Making a principled decision to potentially sacrifice income and livelihood for the benefit of the greater good probably will be a hard sell to many Americans. I will never forget arriving at college, meeting the young women in my dorm, and sharing our aspirations for our impending educations. One roommate blithely stated, “I just want to be rich.” Indeed, “follow your dreams” is American gospel, regardless of what repercussions those dreams may have for your fellow citizens or for society, and regardless of how narcissistic or adolescent that credo may be. It is all the more difficult to publicly suggest that environmental sustainability and social justice might entail a modicum of self-reflection when the people who have the strongest voices in our society are precisely the ones who have followed their dreams, regardless of the costs. These people (like Jeff Bezos, Mark Zuckerberg, Bill Gates, Elon Musk, the Walton family, as well as countless financiers and celebrities, for example) may have wreaked the most havoc to the environment and to our collective socioeconomic well-being, but they have the microphone to amplify and rationalize their vapid messages of personal ambition and their phony, superficial commitments to social good. Their messages then echo in our heads, given our almost constant exposure to mass media and marketing. So, penetrating the platitudes of American society to create environmentally and socially just work will be exceedingly difficult.

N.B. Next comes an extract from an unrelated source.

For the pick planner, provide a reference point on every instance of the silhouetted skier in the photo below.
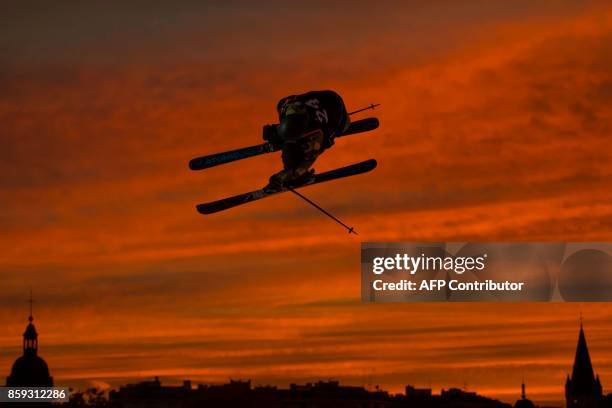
(308, 124)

Several months ago, at my mother-in-law’s funeral, I spoke to an old friend of hers whose grandson had just graduated from the University of Wisconsin, where coincidentally, I had received my graduate degree. The man suggested that the university had placed some crazy “liberal” notions in his grandson’s mind, but that his grandson – now confronted by the “real” world – abandoned those previous “ridiculous” ideals to take a good solid position in finance (or some similar endeavor).

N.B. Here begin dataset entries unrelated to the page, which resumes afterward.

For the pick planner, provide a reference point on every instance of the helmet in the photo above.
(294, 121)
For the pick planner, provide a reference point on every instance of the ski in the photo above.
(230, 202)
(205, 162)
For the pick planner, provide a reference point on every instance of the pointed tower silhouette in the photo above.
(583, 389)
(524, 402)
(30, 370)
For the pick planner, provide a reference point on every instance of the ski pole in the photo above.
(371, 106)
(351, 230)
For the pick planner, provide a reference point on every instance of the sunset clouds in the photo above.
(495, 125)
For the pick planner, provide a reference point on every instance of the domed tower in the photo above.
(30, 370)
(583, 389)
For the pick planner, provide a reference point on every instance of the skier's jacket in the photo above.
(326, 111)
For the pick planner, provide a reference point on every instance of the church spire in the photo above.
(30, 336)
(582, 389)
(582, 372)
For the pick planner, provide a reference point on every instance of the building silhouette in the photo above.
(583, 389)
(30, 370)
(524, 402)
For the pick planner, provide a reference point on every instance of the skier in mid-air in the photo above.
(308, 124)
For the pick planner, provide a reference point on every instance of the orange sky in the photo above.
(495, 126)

It is precisely this careerist mindset that may have already cost humanity the ability to persist on the planet. A perilous economic circumstance is without a doubt a harsh reality for a substantial number of young people, not to mention a majority of Americans of all ages, in addition to all of the anonymous forgotten resisters who have already tried to opt-out of corporate capitalism to live a principled, sustainable life amidst a wholly unsustainable system. Nevertheless, succumbing to business as usual only solidifies an ecologically perilous future for us all.
Unfortunately, so many of us still characterize the real world as the economic world we created rather the biological world that bore all of humanity. In the actual “real” world, imperiled by catastrophic climate change, toxic pollution, and the loss of biodiversity, the lack of a high-paying job is no longer the major impediment to a good, long, prosperous life, as it may have been for a miniscule moment in human history. Now it should be clear that the impediment to a good, long, prosperous life is the sustainability of our global ecosystem. As long as the foundational elements of our modern socioeconomic systems – our jobs – do not comply with the realities of our ecological limits, our species will have no choice but to comply with the reality of extinction.